Willkür ist jedoch nicht der Grund für die hohen Versicherungskosten, sondern die Tatsache, dass ausgerechnet dank moderner Medizin, Kinder mit Geburtsschäden immer länger leben. So sind dem Gesamtverband der deutschen Versicherungswirtschaft nach die Kosten für Schadensersatzforderungen nach Geburtsschäden in den Jahren zwischen 2003 bis 2012 um 80 Prozent gestiegen.

Wenn dem Kind Sauerstoffmangel droht und die Geburt schnell zu Ende gebracht werden sollte, muss die Hebamme handeln und im Falle einer Hausgeburt, den Weg in die Klinik einleiten.
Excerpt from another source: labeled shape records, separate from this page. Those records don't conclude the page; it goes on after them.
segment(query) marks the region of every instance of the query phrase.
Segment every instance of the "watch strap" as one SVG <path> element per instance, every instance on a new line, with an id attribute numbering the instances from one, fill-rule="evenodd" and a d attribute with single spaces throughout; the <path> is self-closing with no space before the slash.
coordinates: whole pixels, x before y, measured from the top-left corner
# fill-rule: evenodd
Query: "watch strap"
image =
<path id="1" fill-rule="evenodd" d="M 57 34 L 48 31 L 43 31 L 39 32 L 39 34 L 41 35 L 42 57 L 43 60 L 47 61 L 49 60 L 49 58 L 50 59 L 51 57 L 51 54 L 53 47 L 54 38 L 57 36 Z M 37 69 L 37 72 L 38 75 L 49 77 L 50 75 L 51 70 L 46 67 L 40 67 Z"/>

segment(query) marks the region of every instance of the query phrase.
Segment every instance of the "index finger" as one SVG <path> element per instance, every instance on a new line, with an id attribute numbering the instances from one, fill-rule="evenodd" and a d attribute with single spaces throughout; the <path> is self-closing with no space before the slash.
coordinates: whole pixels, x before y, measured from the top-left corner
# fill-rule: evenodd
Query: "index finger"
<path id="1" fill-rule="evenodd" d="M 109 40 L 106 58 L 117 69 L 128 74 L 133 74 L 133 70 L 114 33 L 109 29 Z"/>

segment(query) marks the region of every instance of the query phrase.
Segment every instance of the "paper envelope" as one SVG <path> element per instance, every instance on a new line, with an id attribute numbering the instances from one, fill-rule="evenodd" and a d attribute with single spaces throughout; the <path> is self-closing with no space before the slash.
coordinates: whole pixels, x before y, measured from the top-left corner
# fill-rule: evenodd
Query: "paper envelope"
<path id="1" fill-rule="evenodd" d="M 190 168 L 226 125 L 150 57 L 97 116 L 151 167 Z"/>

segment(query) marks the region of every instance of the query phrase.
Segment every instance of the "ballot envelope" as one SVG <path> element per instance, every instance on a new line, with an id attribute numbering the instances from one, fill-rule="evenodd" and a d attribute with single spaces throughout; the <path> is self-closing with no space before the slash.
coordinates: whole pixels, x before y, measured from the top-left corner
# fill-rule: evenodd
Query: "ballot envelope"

Schätzt sie die Situation falsch ein, kann ihr das zum Verhängnis werden. Ihr Beruf ist risikoreich, was am genannten Stundenlohn so nicht zu erkennen ist. Auch Ärzte – vom Geburtshelfer bis zum Herzspezialisten – zahlen hohen Summen in die Haftpflichtversicherung ein, nur verdienen sie eben auch mehr. Hier könnte die öffentliche Diskussion ansetzten, mit der grundsätzlichen Frage nach angemessener Vergütung für Hebammen und danach, wie im Schadensfall die Kosten zu verteilen sind. Aber auch mit der Frage nach Vereinbarkeit vom Wunsch nach absoluter Sicherheit bei gleichzeitigem Verzicht auf schulmedizinische Intervention: Das betrifft vor allem die Hausgeburten. Eine langfristige Lösung für die Hebammen ist noch nicht in Sicht, die Hebammenverbände – freie Hebammen gegen Klinikhebammen – führen erstmal untereinander einen ideologischen Kampf und alle anderen gehen derweil demonstrieren.